G&M Realty L.P., et al., v. Maria Castillo, et al., 950 F.3d 155 (2d Cir. 2020), cert. denied, No. 20-66. On October 5, 2020, as the U.S. Supreme Court’s term resumed, the Justices refused to grant certiorari to the owner of the Long Island City industrial complex and “Graffiti Mecca” which had come to be known as “5Pointz.” Read about the Second Circuit decision confirming the award of $6.75 million in damages to the artists and the petition is available here.

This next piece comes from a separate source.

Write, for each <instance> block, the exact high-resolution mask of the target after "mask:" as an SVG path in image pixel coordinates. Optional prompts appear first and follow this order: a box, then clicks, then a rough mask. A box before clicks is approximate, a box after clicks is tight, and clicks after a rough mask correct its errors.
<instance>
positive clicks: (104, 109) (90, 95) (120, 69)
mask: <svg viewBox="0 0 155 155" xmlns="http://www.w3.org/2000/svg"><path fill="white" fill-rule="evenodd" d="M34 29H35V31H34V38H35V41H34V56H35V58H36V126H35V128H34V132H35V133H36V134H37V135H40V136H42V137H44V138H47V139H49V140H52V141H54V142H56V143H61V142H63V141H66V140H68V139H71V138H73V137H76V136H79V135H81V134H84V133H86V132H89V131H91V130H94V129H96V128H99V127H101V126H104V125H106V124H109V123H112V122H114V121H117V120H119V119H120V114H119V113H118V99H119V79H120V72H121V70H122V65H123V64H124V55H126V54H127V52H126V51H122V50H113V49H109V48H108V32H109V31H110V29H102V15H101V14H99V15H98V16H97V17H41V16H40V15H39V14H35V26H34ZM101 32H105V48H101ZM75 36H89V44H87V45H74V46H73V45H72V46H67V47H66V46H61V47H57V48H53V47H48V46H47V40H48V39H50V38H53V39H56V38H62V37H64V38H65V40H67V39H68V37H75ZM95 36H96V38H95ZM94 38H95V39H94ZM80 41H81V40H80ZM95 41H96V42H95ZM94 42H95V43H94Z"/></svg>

Brazil | The Museum of Contemporary Art at the University of Sao Paulo (“MAC”) is seeking payment of  $3.6 million for the preservation of works leftover from the collection of the bankrupt Banco Santos and its owner, Edemar Cid Ferreria. In 2005 as per judicial order, the collection was placed in museum custody; ten years later (and before this present action), MAC asked for reimbursement of conservation expenses. At the end of 2019, the Museum was awarded only $37,000. However, MAC sought reimbursement in the form of artwork (not cash), as the Banco Santos works represent 15% of the collection. The online auction of these works commenced on September 21 and will continue until October 2. MAC has stated they will not be buying back the works, which they have taken care of for almost 15 years.

European Union |The anonymous artist Banksy lost his case against a greeting card company over the use of the “Flower Thrower” image, concluding the parties’ two-year dispute. In February of 2014, Banksy applied for an EU trademark of the mural image, Flower Thrower; however,  this past month, its trademark protection was overturned, despite the artist’s efforts to use the trademark and sell merchandise at a pop-up store in Croydon, London. The panel of judges ruled that Banksy’s request and endeavors were rooted in “bad faith” attempts at seeking E.U. trademark law loopholes. Full Colour Black Limited v. Pest Control Office Limited, No. 33 843/2020 C (European Union Trade Mark on September 16, 2020).

France | In Paris, the New-York gallery Marlborough and its former director of Asian arts, Philippe Koutouzis, along with a retired curator from the Guimet Museum, Jean-Paul Desroches are being accused of bribery for promoting an exhibition done by artist Chu Teh-Chun. This action includes claims that Desroches received favors from the Gallery and the artist including €20,000 for a catalogue sponsored by Marlborough and payment of flights for trips to Madrid, Hong Kong, and Beijing.

France | The Paris Court of Appeals ordered that three paintings by André Derain be restituted to the family of French-Jewish collector and art dealer René Gimpel, who died in a concentration camp in 1945.

Italy | Two suspects were caught stealing artifacts and coins from the Chiesa di Sant’Agata al Collegio church in Sicily. In addition to theft, the two men vandalized the music school and library and attacked various sacred spaces. This is the second time in two months the church has been damaged by acts of theft and vandalism.